The processing takes place within the Enfant unit itself. Built to Diopsys’ specifications by a third-party medical device manufacturer, the Enfant system comprises a powerful Windows PC, keyboard, graphics card and pair of monitors, plus a special processing card from data-acquisition specialist Measurement Computing. The device manufacturer assembles the components into either a mobile unit that is wheeled on a cart or a system that is mounted on a wall or tabletop. Each meets U.S. Food and Drug Administration standards and other international requirements for medical testing equipment.
Every component that’s part of the finished, certified product goes into a design master record.
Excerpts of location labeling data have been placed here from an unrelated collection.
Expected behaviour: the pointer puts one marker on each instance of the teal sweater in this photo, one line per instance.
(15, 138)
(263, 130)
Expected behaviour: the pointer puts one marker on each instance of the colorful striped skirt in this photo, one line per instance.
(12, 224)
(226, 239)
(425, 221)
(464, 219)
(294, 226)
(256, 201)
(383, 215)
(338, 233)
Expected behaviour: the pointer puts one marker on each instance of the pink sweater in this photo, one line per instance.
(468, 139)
When Diopsys decides to change or upgrade a component, such as a monitor or PC, it must be tested and entered into the master record. However, because most of what Diopsys buys is standard, updating components rarely hinders the system’s FDA clearance. The real driver of the Enfant system is the software.
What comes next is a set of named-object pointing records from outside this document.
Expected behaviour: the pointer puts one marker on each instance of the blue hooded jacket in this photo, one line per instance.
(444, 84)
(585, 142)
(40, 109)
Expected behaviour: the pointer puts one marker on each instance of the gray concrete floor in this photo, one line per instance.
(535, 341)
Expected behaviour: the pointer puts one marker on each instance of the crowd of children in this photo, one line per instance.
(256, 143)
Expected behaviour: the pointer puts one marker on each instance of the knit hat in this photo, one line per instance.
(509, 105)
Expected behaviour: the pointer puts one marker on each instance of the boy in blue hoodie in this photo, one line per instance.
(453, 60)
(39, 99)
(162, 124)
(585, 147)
“It’s basically Windows-based, menu-driven software that leads the technician through the test step by step,” Lepone says.
During testing, the energy picked up by the sensors enters a proprietary filter/amplifier device that collects the information from the brain and sends it to the computer. There, the data is processed using algorithms developed by Diopsys to determine the result. The user triggers the test on one monitor, while the child views the stimuli on the other.
Dr. David Brown of Children’s Medical Group in Bloomfield, Conn., has used the Enfant system since 2004 and consulted with Diopsys on the product’s original development.
“I’ve always been interested in early screening,” Brown says. “We tried to do vision screening in children, but you can’t really do it well until they’re 4 or 5 years old. I was worried about the younger kids because, especially with amblyopia, even if you diagnose it at 4 or 5, you may never get binocular vision.”
Brown was intrigued by what he saw from the early VEP system, but felt it needed to be smaller and more mobile, like the current Enfant solution. And he recommended throwing some kid-friendly graphics on the screen in between actual test patterns to keep their attention. “But I was impressed because you don’t need anyone to interpret the results of this brain wave test,” Brown says. “The computer does it for you, and that’s the important point.”
Moreover, he says, anyone in his office can use it. When the practice first got the Enfant system in 2004, Diopsys was training one person per office to operate it. “We were a little skeptical of how you could do this in a busy office,” Brown says. “But they’ve really improved the technology to the point where every one of our nurses and medical assistants can do it.”
Today, the practice recommends the VEP test for patients starting at 6 months of age and conducts anywhere from five to 10 tests per day.
When Sarah Turner and her family moved from Minnesota to the New York metropolitan area, she did what any other mother of three would do — she asked around for the name of a good pediatrician. Without knowing it, she ended up in the office of a pediatrician who routinely administers vision tests using Diopsys’ Enfant Pediatric VEP Vision Testing System. Her 6-month-old daughter Nora failed the test. Within days, she was diagnosed with retinoblastoma — a cancer — in both her eyes.
“It’s not the first time we’ve caught that illness in a young child,” says Diopsys Chief Operating Officer Don Lepone. “But it’s very difficult to detect at a young age. The problem with retinoblastoma in babies is that if they’re at the periphery of the retina and they’re very tiny, which they usually are at that age, it’s almost impossible for a pediatrician to look through the pupil with the tools that they have and see those tumors.”
By the time the tumors are large enough to see, the cancer could cause death or eye loss.
Since the diagnosis last February, Nora has undergone chemotherapy and other treatments for her tumors. Her prognosis is excellent.